In fact, to me, one of the most satisfying moments in GoT was when Joffrey, that twisted little brute, upped and died on his wedding day -- gasping and blue in the face from the poison someone slipped into his wine.

Of course, you don't watch GoT to reflect on grave stuff like moral order. You watch it because you're fascinated by the characters and the utterly unexpected twists and turns in their stories.

There's Cersei Lannister, Queen of Westeros, whose chilling malevolence drips through her clenched teeth; Tywin Lannister, ruthless statesman and head of the House Lannister, ultimately killed by his son Tyrion; Daenerys Targaryen, comely princess and 'mother of dragons' who wants to be a just ruler; Tyrion Lannister, the quick-witted dwarf, who combines political savvy with genuine kindness; Stannis Baratheon, a man who would be king, and doesn't mind killing his own daughter for it...

The centre of their world is an ugly Iron Throne and they circle around it, jousting with each other even as they commit murder and incest, black magic and human sacrifice.

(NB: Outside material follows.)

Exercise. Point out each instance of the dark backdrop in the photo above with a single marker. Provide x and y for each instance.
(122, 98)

For a person who hasn't overdosed on a TV series for decades -- not since the delightful Friends, and much further back, the homily-laden Hum Log or the excellent Buniyaad or Yeh Jo Hai Zindagi -- Game of Thrones has been a game changer for me.

I have groaned at the 'whitewalker' zombies and the fire-spewing dragon, I have been bored by the unending hackings, and the eternally muttered threat that 'winter is coming' (Heck, it should have got here by now!) But GoT's got its claws into me.

And in spite of myself, I wonder, will Jon Snow be revived?

Will Sansa Stark, who leapt off the castle walls, Rani of Jhansi style, finally get a measure of control over her life?

Will Tyrion -- 'half man', and in so many ways the subaltern hero of the series -- triumph?

I hope so.

But going by the story so far, I wouldn't bet on it.